Perto da piscina há um homem sentado em uma cadeira, como se fosse um salva-vidas, com o nariz esbranquiçado (não dá pra saber se é de protetor solar ou cocaína) e um jardineiro mexicano que deixa de aguar as plantas para aguar a piscina. As situações que são encontradas por detrás da porta, e da campainha com som de apito de navio, expressam muito bem a insanidade que existe na invasão de privacidade que muitos veículos televisivos, e agora a internet, promovem na vida dos famosos.

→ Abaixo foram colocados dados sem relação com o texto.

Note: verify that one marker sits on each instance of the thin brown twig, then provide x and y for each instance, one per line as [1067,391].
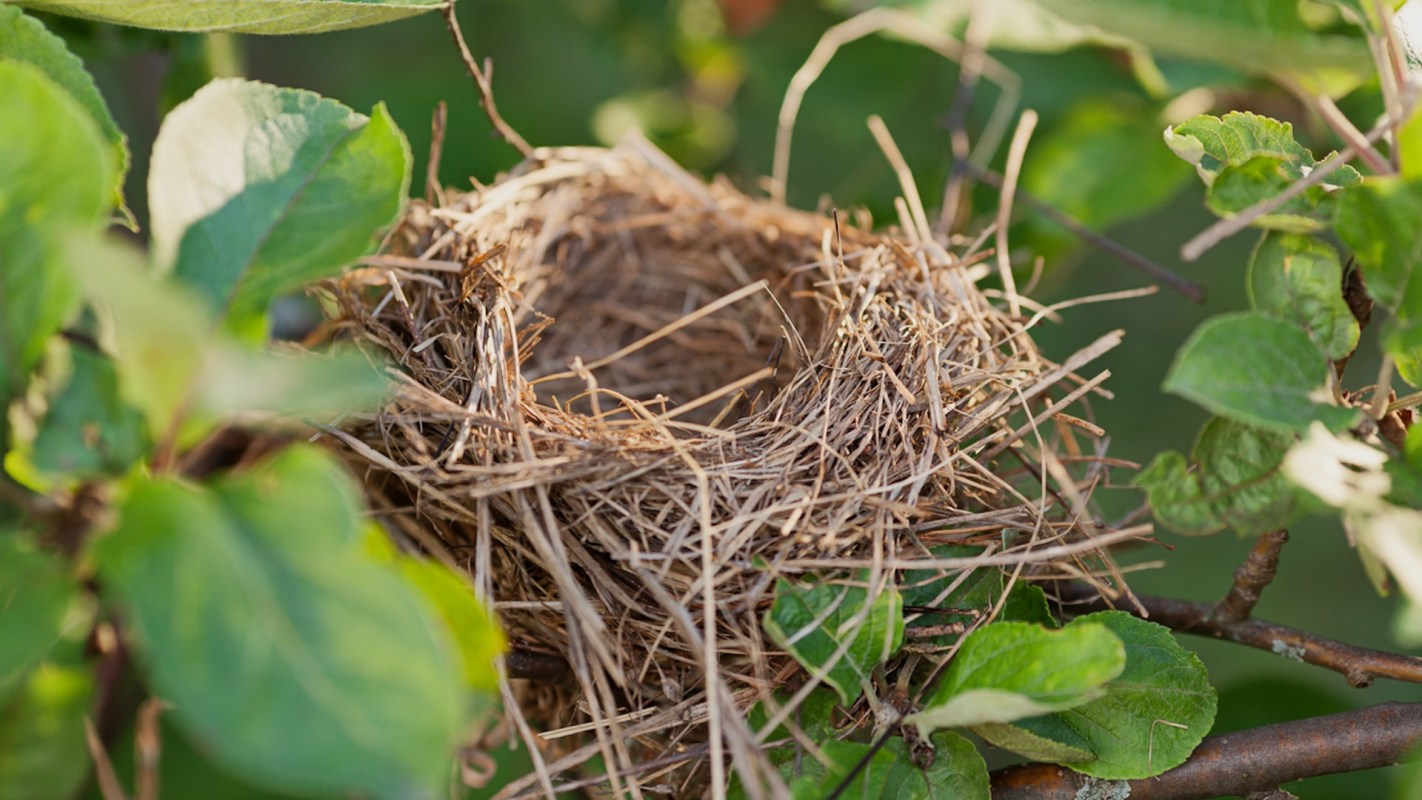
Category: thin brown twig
[1186,287]
[1328,111]
[1229,226]
[1246,762]
[437,131]
[104,773]
[1256,573]
[1358,665]
[481,78]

O diferencial desse quadro para o amontoado de besteiras que circulam por aí (além do humor inerente em ambos os casos) está no desempenho de Chevy Chase. Chase faz o papel de astro com toda sua jocosidade característica, esvaziando o glamour e o transforma em banalidade – abre a porta vestindo uma calça jeans, o cabelo desarrumado; sai de justificações sobre as mulheres em sua cama e vai para a conversa sobre o hospital infantil com a maior naturalidade do mundo, transita pela casa em seu roupão e creme de barbear desatando a conversar com o “salva-vidas” e o jardineiro mexicano “numa boa”. Um dia com Chevy Chase significa um dia com aquele que melhor personificou o homem americano suburbano: a celebridade nesse quadro é um mero homem invisível, nem os detalhes sórdidos que o cerca ressoam novelesco.

Nos anos 90, Chase realizou uma espécie de continuação dessa esquete com o filme Memórias de um Homem Invisível, sobre um homem que se tornara celebridade apenas enquanto “homem invisível” – e que era invisível quando não o era de fato.